Tulio Calderón, gerente de la División de Proyectos Aeroespaciales y de Gobierno de Invap, relató a DEF qué se siente cuando se lanza al espacio un artefacto en el que se invirtieron años de trabajo y millones de dólares.

“Todos los lanzamientos de satélites son como un parto: hay un período largísimo en el que uno está incubando algo, poniéndole muchísima energía y expectativa. Durante el lanzamiento propiamente dicho, hay tres momentos cruciales. El primero, que no depende de nosotros, es que funcione bien el lanzador que lo pone en órbita. Un cohete es un montón de energía concentrada que se libera en un momento muy corto y hay muchas chances de que pequeños defectos generen grandes catástrofes. Es decir, los cohetes tienden a fallar. Cuando un cohete despega bien, uno se pone extremadamente contento, y aplaude desde el fabricante del cohete hasta el último usuario.

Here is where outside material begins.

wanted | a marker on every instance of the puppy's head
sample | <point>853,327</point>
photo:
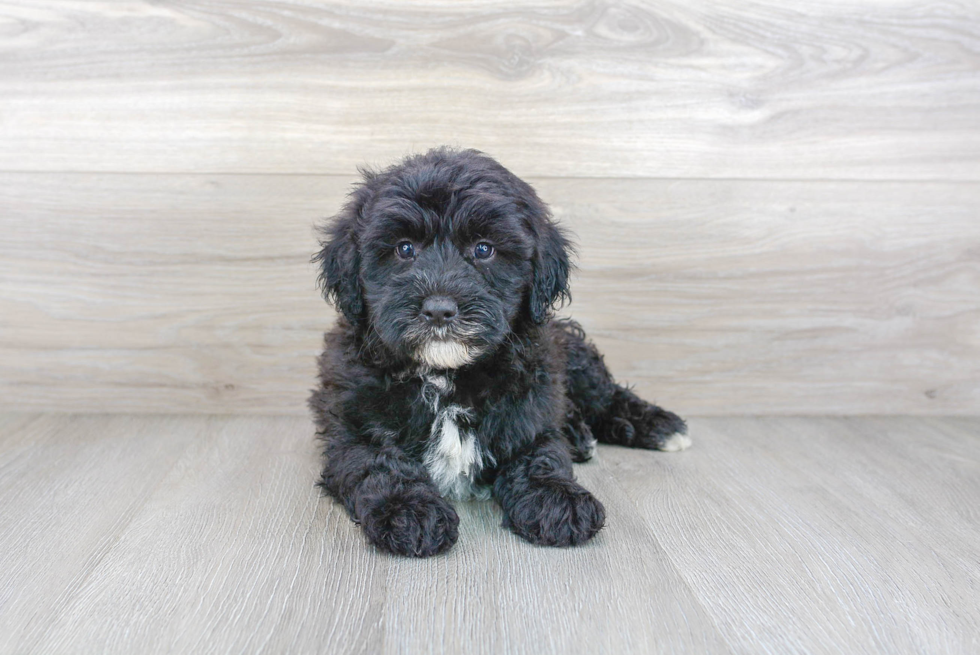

“El segundo momento clave se da cuando se van separando las distintas etapas del cohete. Finalmente, cuando en la última etapa el cohete libera el satélite, ahí depende de lo que uno hizo. Una vez ocurrido el parto, hay que ver si el bebé respira. Eso tiene que ver con que lo primero que hace el satélite es desplegar los paneles solares para cargar las baterías. Abiertos los paneles, se verifica que todas las cosas que están arriba del satélite -computadoras, instrumentos, cables- funcionen y se comuniquen con tierra. O sea, si el bebé habla. En esos primeros mensajes dice cuál es el estado de salud que tiene. Si está todo ‘nominal’, para los ingenieros quiere decir que está todo perfecto, que todo lo que uno diseñó, fabricó y calculó está andando bien.

“Son momentos de una montaña rusa emocional y solamente dura dos horas ese proceso. A partir de ahí, uno está más tranquilo porque está en sus manos controlar lo que está volando y se tiene algún grado de generación de cargas”.